Devocional

JOSUÉ 1

HONRAR ACUERDOS.

12 Josué reunió a la tribu de Rubén, a la tribu de Gad y a la media tribu de Manasés. Les dijo: 13 Recuerden lo que les mandó Moisés, siervo del SEÑOR… 14 … los guerreros fuertes, completamente armados, deben guiar a las otras tribus hasta el otro lado del Jordán para ayudarlas a conquistar su territorio. 16 Ellos le respondieron a Josué: Haremos todo lo que nos ordenes e iremos a donde nos envíes. 17 Te obedeceremos tal como obedecimos a Moisés. Que el SEÑOR tu Dios esté contigo tal como estuvo con Moisés. NTV.

Tras la conquista de los primeros reinos por parte de los hebreos al otro lado del río Jordán, las tribus de Rubén, Gad, y la mitad de la tribu de Manasés, solicitaron a Moisés y a los líderes de las tribus de Israel, para tomar posesión de esas tierras, ya que esas tierras contaban con abundante pasto adecuado para la ganadería. Rubén, Gad, y Manasés, eran tribus ganaderas con manadas y rebaños, esos territorios conquistados les convenían, por eso ellos habían hecho esa petición.

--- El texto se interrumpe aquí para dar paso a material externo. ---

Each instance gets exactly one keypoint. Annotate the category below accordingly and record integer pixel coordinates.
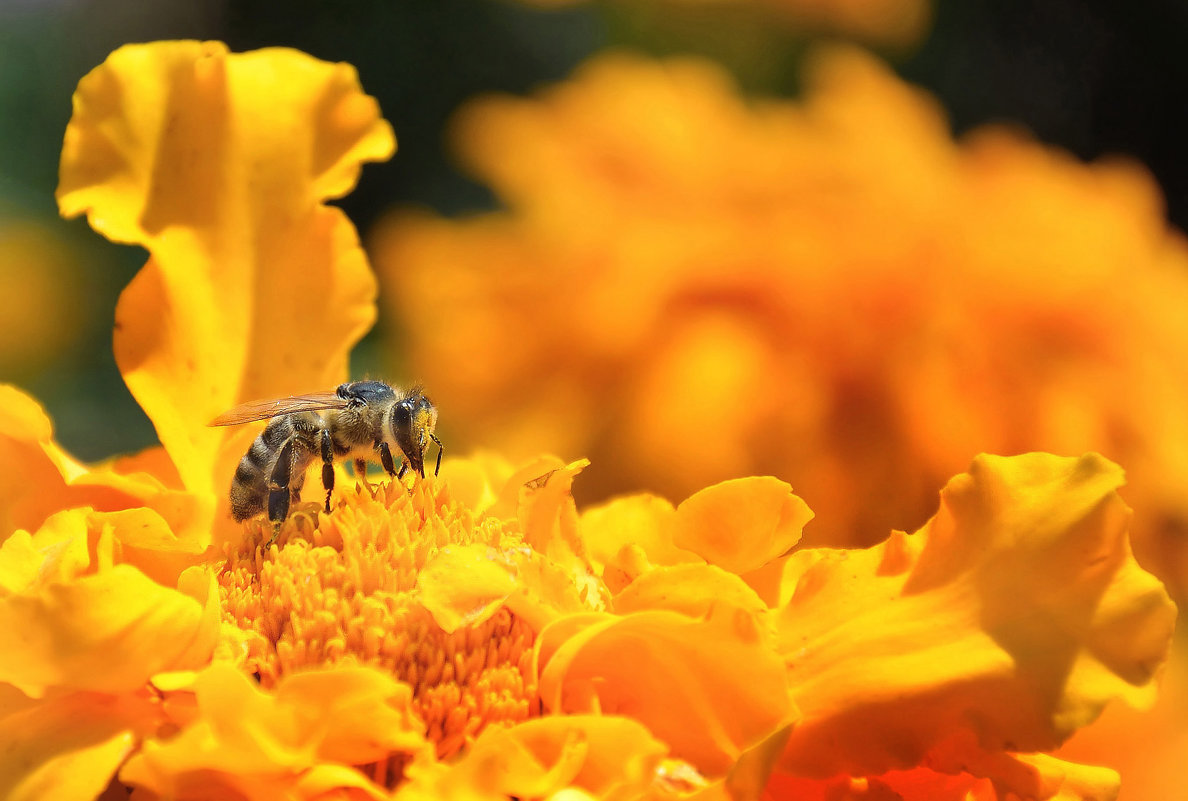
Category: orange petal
(48, 478)
(711, 688)
(1015, 615)
(741, 524)
(219, 164)
(70, 746)
(465, 585)
(602, 756)
(688, 588)
(629, 535)
(264, 744)
(107, 630)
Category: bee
(359, 421)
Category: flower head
(475, 636)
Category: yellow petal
(219, 164)
(465, 585)
(602, 756)
(43, 478)
(740, 524)
(68, 748)
(108, 631)
(688, 588)
(1015, 615)
(264, 744)
(711, 688)
(627, 535)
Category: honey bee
(359, 421)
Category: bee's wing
(254, 410)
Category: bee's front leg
(278, 485)
(385, 459)
(327, 466)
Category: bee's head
(414, 421)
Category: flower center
(340, 588)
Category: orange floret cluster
(478, 636)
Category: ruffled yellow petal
(709, 687)
(602, 757)
(69, 748)
(463, 585)
(219, 165)
(740, 524)
(265, 744)
(1013, 616)
(48, 479)
(74, 619)
(629, 535)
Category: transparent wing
(254, 410)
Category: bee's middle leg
(327, 466)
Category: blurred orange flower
(688, 287)
(476, 637)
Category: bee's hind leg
(278, 485)
(361, 474)
(385, 458)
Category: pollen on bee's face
(340, 588)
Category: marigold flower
(474, 636)
(688, 287)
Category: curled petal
(219, 164)
(627, 535)
(594, 756)
(740, 524)
(709, 687)
(48, 479)
(105, 632)
(1015, 616)
(688, 588)
(465, 585)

Ante la petición de estas tribus, Moisés accedió a darles las tierras, pero con una condición: Moisés les dijo que todos los hombres de estas tribus aptos para la guerra debían ayudar a las demás tribus a entrar en la tierra prometida y conquistarla. Sólo después de que la tierra fuera conquistada podrían regresar a sus hogares. Estas tribus habían aceptado las condiciones de Moisés y había llegado el momento de que estas tres tribus cumplieran lo que habían acordado. Por eso cuando llego el momento, con un tono fraternal, Josué les recordó a esas tribus el acuerdo realizado con Moisés al otro lado del Jordán. Josué no trató de obligar a los hombres de esas tribus a participar de la batalla, más bien los llamó a cumplir su promesa.

Ante el llamado de Josué, los hombres de la tribu de Rubén, Gad, y la mitad de la tribu de Manasés ofrecieron su lealtad, le respondieron; nosotros haremos todas las cosas que nos has mandado, e iremos a dondequiera que nos mandes, y cualquiera que fuere rebelde a tu mandamiento que muera. Le juraron esta obediencia y lealtad a Josué, y añadieron la oración: que el Señor tu Dios esté contigo, y las alentadoras palabras: solamente que te esfuerces y seas valiente.

Aquellos hombres que un día prometieron cumplir el convenio con Moisés, ahora estaban listos para obedecer a su nuevo líder, estaban listos a sacrificar sus intereses personales y sus comodidades y aun a arriesgar sus vidas por el bienestar común de toda la nación. Es evidente que Israel era una sola familia del pacto que gozaba de las promesas de Dios. Cada tribu de Israel estaba determinada a cumplir su propia promesa en bien de toda la nación.

Queridos hermanos, la respuesta de las dos tribus y media de Israel, nos muestran cómo un siervo de Dios debe respaldar a sus líderes, cuando ellos caminan en conformidad a la voluntad del Creador. Josué por su lealtad a Dios no sólo gozó del ánimo del Señor, sino también gozo del apoyo firme de parte del pueblo que él dirigía. Hermanos, si nosotros en algún momento hicimos una promesa de servicio en nuestras congregaciones, nuestras promesas deben seguir vigentes a pesar de que el líder o el pastor ya no esté en nuestra congregación, pues nuestras promesas no le hicimos a un hombre en particular, nuestras promesas le hicimos a Dios, y por ende debemos apoyar a la nueva persona que Dios eligió para liderar la congregación.